A study on the acute inhalation toxicity of Gelbpigment E4GN on rats has been conducted in accordance with OECD TG#403 (2009). Test procedures were adapted so as to comply also with the EU Directive 92/69/EEC, and especially OECD GD#39 (2009). One group of 3 male and 3 female Wistar rats was nose-only exposed to the dry powder aerosol of Gelbpigment E4GN atat an actual concentration of 5222 mg/m³ for 4 hours. The animals were observed for mortality, weight and clinical signs through day 14. A gross necropsy was performed. The aerosol was generated so that it was respirable to rats. The results can be summarized as follows:

LC50(inhalation, 4h) -males&females: > 5222 mg/m³

Mortality did not occur up to the maximum technically attainable concentration of 5222 mg/m3. Clinical observations revealed the following sings: Irregular breathing patterns, labored breathing patterns, high-legged gait, atony, piloerection, and motility reduced, hypothermia, and transiently decreased body weights. Towards the end of the first postexposure week all rats appeared to be indistinguishable from the control.

In summary, the aerosolized test substance (solid aerosol) proved to have essentially no acute inhalation toxicity in rats.

Endpoint conclusion
Endpoint conclusion:
adverse effect observed
Dose descriptor:
discriminating conc.
Value:
5 222 mg/m³ air
Quality of whole database:
The materials/methods and results are described in detail und are sufficient for evaluation

Acute toxicity: via dermal route

Endpoint conclusion
Endpoint conclusion:
no study available

Additional information

In the acute oral toxicity study no signs of intoxication were seen after the application of 5000 mg/kg bw to male and female rats. None of the animals died.
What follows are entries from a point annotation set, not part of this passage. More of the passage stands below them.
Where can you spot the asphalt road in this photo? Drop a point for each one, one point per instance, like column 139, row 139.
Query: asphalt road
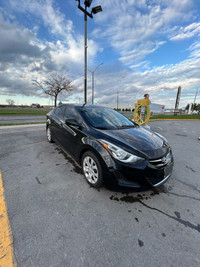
column 58, row 220
column 21, row 119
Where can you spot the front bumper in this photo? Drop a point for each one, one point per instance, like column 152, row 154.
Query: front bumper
column 151, row 175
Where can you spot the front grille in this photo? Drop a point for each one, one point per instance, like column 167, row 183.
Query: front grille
column 159, row 170
column 161, row 162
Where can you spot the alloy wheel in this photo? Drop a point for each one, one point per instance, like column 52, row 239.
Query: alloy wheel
column 90, row 170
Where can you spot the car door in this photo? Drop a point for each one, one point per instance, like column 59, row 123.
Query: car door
column 57, row 123
column 71, row 134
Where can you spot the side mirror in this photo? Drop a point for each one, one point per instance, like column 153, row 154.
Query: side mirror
column 72, row 122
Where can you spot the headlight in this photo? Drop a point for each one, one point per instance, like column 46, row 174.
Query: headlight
column 119, row 153
column 163, row 138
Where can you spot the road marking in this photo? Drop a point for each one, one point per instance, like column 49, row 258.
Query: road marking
column 6, row 248
column 21, row 131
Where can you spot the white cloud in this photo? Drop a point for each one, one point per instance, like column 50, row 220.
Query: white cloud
column 138, row 28
column 187, row 32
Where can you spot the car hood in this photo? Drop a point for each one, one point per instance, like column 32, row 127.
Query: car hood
column 137, row 140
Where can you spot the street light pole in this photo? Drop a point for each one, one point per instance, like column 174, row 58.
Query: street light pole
column 93, row 81
column 85, row 57
column 95, row 10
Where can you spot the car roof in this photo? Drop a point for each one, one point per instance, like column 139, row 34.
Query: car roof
column 82, row 106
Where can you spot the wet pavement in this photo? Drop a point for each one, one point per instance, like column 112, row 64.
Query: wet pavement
column 57, row 219
column 22, row 119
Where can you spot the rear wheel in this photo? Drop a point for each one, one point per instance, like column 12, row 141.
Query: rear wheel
column 92, row 169
column 48, row 133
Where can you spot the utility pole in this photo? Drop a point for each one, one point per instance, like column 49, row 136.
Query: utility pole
column 117, row 100
column 93, row 81
column 95, row 10
column 195, row 98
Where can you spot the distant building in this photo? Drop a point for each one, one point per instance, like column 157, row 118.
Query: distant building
column 34, row 105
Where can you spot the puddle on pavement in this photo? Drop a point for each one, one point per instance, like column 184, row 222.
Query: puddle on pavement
column 130, row 198
column 76, row 168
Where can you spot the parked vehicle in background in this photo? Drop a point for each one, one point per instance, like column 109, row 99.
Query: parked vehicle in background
column 109, row 147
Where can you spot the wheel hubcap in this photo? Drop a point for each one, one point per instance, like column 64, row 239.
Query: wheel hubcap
column 90, row 170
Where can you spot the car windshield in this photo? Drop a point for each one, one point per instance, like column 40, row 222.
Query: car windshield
column 105, row 118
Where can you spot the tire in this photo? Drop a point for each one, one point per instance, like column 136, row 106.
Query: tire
column 92, row 169
column 49, row 136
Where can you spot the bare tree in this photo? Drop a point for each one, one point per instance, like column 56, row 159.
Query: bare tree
column 55, row 85
column 10, row 102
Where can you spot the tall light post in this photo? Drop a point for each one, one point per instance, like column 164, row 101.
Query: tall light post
column 93, row 81
column 95, row 10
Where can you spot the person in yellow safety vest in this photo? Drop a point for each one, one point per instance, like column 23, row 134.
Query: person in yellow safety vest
column 146, row 96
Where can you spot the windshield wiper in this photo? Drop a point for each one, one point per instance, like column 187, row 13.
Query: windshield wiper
column 126, row 126
column 101, row 128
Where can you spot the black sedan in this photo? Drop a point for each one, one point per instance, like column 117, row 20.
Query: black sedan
column 109, row 147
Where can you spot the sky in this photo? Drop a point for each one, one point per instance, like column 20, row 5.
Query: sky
column 146, row 46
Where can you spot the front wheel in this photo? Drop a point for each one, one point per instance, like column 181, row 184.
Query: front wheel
column 92, row 169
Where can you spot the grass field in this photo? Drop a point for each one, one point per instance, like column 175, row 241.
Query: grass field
column 24, row 111
column 44, row 111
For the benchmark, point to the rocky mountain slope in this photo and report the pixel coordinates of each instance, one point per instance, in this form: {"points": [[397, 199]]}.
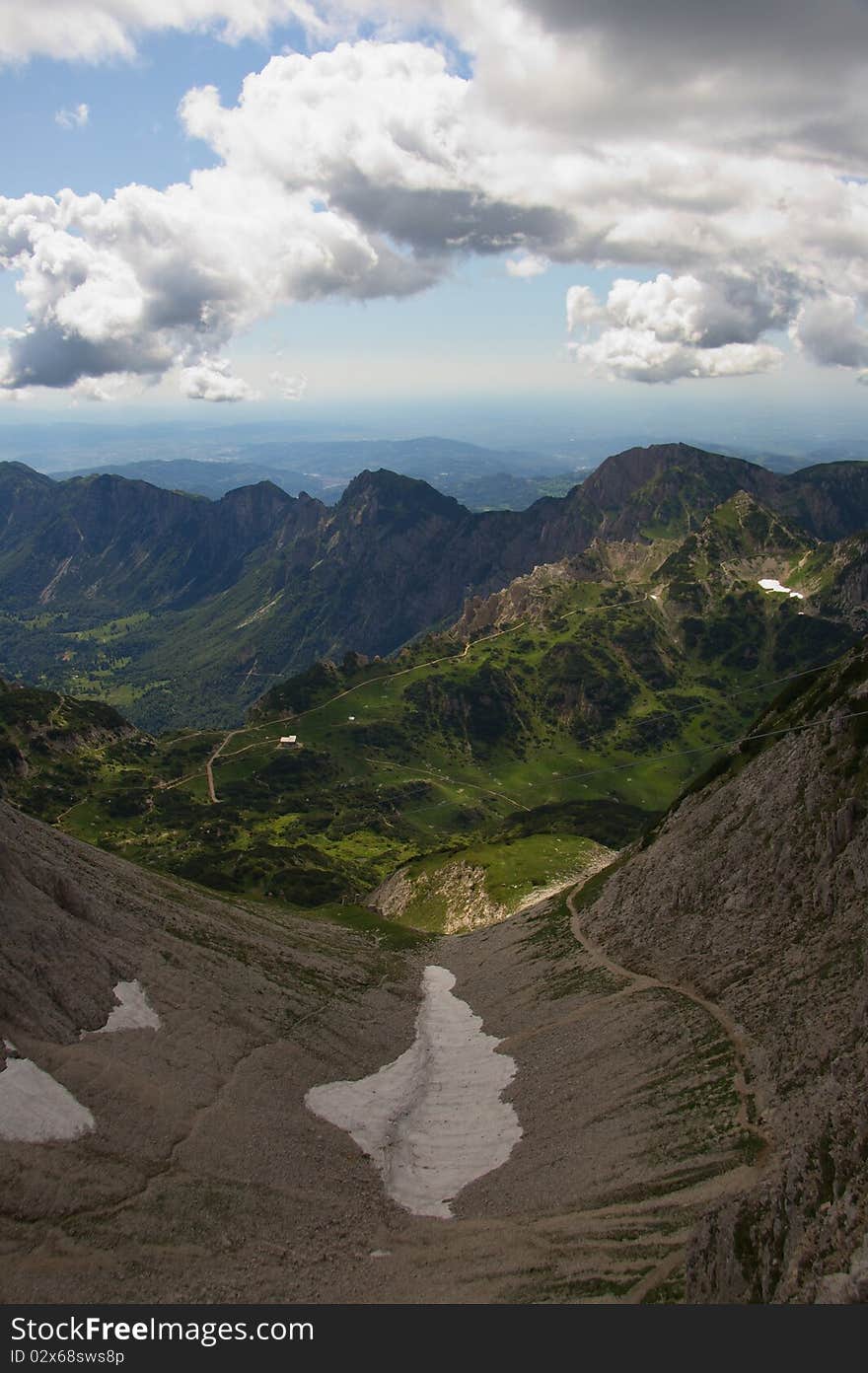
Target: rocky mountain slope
{"points": [[104, 580], [196, 1173], [755, 892]]}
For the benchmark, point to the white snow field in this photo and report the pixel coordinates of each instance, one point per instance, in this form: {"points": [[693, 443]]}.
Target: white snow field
{"points": [[431, 1120], [132, 1012], [770, 584], [35, 1109]]}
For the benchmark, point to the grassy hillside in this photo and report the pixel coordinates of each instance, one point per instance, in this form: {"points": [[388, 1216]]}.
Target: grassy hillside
{"points": [[577, 725]]}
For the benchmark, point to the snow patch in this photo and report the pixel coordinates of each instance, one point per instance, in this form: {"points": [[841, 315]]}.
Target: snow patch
{"points": [[431, 1120], [132, 1012], [35, 1109], [770, 584]]}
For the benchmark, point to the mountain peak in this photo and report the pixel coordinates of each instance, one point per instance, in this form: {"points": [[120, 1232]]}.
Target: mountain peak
{"points": [[388, 490]]}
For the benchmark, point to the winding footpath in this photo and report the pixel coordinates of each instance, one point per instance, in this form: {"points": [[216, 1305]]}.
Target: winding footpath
{"points": [[728, 1183]]}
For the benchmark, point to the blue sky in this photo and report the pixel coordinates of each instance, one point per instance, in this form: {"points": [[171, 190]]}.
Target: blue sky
{"points": [[476, 331]]}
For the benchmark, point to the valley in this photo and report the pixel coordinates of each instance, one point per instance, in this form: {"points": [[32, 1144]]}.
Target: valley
{"points": [[595, 840]]}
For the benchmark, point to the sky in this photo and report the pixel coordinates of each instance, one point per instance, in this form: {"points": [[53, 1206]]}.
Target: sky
{"points": [[259, 206]]}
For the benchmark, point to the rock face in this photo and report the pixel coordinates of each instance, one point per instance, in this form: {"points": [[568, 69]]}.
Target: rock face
{"points": [[756, 892], [458, 886]]}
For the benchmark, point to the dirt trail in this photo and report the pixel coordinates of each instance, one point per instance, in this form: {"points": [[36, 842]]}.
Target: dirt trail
{"points": [[727, 1183], [644, 981], [209, 766]]}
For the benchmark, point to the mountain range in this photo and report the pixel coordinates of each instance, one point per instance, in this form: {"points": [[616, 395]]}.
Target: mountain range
{"points": [[687, 1030], [182, 610]]}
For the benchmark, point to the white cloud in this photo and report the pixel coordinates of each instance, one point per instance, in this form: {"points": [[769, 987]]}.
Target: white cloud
{"points": [[637, 354], [829, 332], [76, 118], [94, 31], [290, 388], [526, 265], [370, 168], [212, 379]]}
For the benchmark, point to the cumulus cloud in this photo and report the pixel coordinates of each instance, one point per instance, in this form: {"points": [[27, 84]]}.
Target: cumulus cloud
{"points": [[526, 265], [827, 329], [665, 137], [679, 326], [290, 388], [76, 118], [212, 379], [92, 31]]}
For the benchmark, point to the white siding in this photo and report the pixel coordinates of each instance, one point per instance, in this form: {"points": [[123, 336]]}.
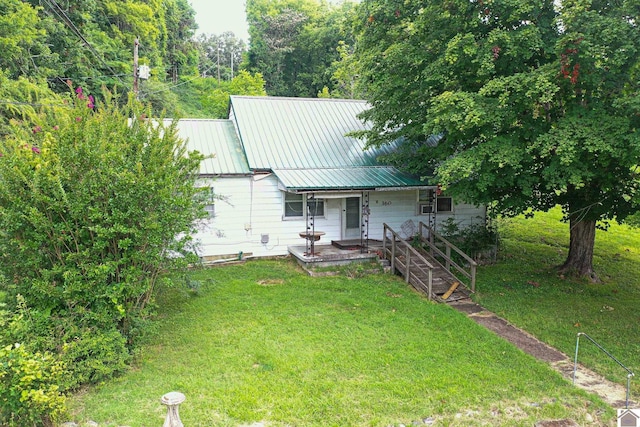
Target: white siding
{"points": [[253, 206]]}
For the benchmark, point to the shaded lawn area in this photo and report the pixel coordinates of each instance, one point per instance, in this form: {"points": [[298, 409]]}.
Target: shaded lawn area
{"points": [[263, 342], [524, 288]]}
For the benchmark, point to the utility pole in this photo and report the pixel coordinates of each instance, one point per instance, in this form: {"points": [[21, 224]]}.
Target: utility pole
{"points": [[135, 67], [232, 52], [219, 49]]}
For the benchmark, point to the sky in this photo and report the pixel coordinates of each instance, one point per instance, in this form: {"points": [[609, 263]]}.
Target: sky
{"points": [[218, 16]]}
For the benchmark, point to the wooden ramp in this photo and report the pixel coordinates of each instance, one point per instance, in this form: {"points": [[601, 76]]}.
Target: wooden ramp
{"points": [[432, 272]]}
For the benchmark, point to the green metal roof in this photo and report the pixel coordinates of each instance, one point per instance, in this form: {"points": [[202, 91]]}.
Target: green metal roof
{"points": [[345, 178], [218, 138], [296, 133]]}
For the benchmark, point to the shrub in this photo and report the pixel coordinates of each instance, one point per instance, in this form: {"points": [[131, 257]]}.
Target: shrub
{"points": [[92, 356], [479, 241], [92, 206], [96, 203], [29, 394]]}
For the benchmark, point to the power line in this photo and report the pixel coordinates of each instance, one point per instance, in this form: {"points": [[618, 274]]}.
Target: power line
{"points": [[67, 21], [178, 84], [32, 104]]}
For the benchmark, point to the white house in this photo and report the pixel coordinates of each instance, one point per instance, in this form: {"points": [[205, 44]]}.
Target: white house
{"points": [[285, 166]]}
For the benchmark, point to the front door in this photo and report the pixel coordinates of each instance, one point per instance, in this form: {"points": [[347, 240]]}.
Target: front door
{"points": [[351, 218]]}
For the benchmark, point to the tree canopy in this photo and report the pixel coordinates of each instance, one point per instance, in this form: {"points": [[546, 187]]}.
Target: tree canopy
{"points": [[522, 105], [294, 43]]}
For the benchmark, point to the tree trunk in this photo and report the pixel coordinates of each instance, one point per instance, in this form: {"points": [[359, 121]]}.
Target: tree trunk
{"points": [[580, 258]]}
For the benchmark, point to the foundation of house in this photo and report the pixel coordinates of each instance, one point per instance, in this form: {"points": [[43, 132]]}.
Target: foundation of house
{"points": [[337, 253]]}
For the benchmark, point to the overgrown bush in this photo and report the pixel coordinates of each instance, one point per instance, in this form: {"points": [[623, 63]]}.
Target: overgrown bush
{"points": [[29, 394], [479, 241], [96, 202]]}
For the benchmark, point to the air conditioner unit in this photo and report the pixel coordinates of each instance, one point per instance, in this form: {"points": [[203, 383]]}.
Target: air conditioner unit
{"points": [[425, 208]]}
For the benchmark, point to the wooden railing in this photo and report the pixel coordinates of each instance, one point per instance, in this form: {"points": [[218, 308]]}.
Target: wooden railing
{"points": [[435, 242], [408, 260]]}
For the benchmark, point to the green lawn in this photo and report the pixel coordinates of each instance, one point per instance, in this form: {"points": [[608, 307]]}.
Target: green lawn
{"points": [[524, 288], [263, 342]]}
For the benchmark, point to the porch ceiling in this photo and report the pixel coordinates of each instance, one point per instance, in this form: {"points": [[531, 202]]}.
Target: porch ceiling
{"points": [[346, 178]]}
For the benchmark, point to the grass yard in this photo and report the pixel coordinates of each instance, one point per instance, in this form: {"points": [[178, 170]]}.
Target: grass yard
{"points": [[524, 288], [263, 342]]}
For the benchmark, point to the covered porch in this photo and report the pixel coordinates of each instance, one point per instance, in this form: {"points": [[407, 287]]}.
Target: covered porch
{"points": [[336, 253]]}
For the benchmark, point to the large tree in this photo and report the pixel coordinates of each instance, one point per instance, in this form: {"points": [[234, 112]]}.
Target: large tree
{"points": [[294, 43], [533, 103]]}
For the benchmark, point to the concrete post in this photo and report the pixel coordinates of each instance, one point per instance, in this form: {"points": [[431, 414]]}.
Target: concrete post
{"points": [[172, 401]]}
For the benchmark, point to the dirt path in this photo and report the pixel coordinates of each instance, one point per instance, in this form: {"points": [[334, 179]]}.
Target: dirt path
{"points": [[612, 393]]}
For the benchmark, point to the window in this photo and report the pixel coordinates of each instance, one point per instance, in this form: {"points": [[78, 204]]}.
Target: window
{"points": [[293, 206], [426, 202], [444, 204], [210, 199]]}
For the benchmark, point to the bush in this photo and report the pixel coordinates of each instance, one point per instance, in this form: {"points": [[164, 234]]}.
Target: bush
{"points": [[479, 241], [96, 203], [92, 356], [29, 394], [91, 206]]}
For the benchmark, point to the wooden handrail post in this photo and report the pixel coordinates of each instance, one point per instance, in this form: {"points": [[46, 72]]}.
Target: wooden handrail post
{"points": [[384, 241], [407, 273], [473, 277], [393, 253], [172, 401]]}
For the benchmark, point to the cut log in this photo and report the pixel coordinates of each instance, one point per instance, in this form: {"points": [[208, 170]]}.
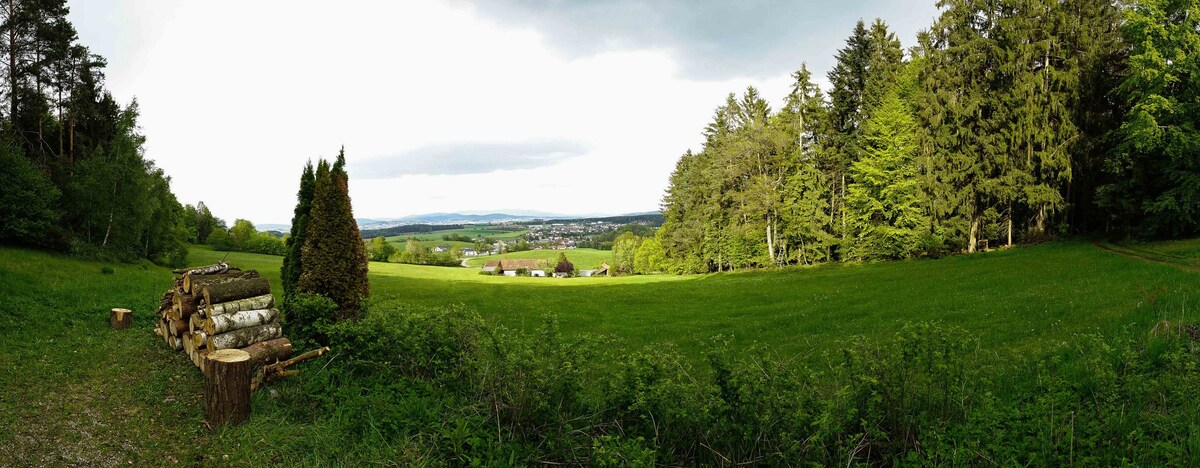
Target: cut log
{"points": [[237, 321], [249, 304], [192, 283], [235, 289], [217, 268], [280, 370], [244, 337], [227, 388], [120, 318], [268, 352], [177, 328]]}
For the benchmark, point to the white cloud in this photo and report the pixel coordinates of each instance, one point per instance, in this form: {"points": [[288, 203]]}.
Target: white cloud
{"points": [[235, 96]]}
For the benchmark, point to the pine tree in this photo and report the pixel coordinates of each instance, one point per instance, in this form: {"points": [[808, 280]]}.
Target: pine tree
{"points": [[294, 244], [885, 199], [334, 257]]}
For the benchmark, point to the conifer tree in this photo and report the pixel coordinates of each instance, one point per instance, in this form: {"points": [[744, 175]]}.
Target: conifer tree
{"points": [[334, 257], [883, 201], [292, 259]]}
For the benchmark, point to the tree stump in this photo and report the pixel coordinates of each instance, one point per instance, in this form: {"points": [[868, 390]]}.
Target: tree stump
{"points": [[226, 388], [120, 318]]}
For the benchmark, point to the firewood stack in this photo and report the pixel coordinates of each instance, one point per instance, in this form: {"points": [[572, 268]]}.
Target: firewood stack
{"points": [[222, 307]]}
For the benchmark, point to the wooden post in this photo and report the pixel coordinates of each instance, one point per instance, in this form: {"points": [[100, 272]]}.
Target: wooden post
{"points": [[226, 388], [120, 318]]}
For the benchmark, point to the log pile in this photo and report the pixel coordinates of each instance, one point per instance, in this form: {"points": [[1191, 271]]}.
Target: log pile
{"points": [[219, 307]]}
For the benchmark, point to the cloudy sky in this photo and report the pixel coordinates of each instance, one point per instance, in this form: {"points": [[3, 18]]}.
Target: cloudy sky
{"points": [[568, 107]]}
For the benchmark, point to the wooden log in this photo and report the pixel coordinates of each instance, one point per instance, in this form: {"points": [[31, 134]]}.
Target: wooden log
{"points": [[216, 268], [280, 370], [237, 321], [192, 283], [249, 304], [244, 337], [120, 318], [268, 352], [235, 289], [177, 328], [227, 388]]}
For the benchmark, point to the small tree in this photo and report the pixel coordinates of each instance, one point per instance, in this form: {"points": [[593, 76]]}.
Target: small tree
{"points": [[564, 265], [624, 252], [334, 258]]}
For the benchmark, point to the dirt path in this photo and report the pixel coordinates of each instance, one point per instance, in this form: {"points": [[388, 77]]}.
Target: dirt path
{"points": [[1126, 252]]}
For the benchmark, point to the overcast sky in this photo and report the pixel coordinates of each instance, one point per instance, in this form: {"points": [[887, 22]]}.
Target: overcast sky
{"points": [[569, 107]]}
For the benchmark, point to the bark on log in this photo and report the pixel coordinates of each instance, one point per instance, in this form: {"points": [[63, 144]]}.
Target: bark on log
{"points": [[268, 352], [280, 370], [177, 328], [120, 318], [227, 388], [244, 337], [216, 268], [249, 304], [192, 283], [237, 321], [235, 289]]}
Weight gain was not influenced. None of the animals sacrificed at the end of study showed any noticable gross pathological findings.

In the acute inhalation toxicity study mortality did not occur up to the maximum technically attainable concentration of 5222 mg/m³.

Clinical observations revealed the following sings: Irregular breathing patterns, labored breathing patterns, high-legged gait, atony, piloerection, and motility reduced, hypothermia, and transiently decreased body weights. Towards the end of the first postexposure week all rats appeared to be indistinguishable from the control.


Justification for selection of acute toxicity – oral endpoint
only available study

Justification for selection of acute toxicity – inhalation endpoint
only available study

Justification for classification or non-classification

Due to the results of the acute oral toxicity study (LD50 > 5000 mg/kg bw) and the acute inhalation toxicity study (LC50 > 5222 mg/m³) a classification is not justified.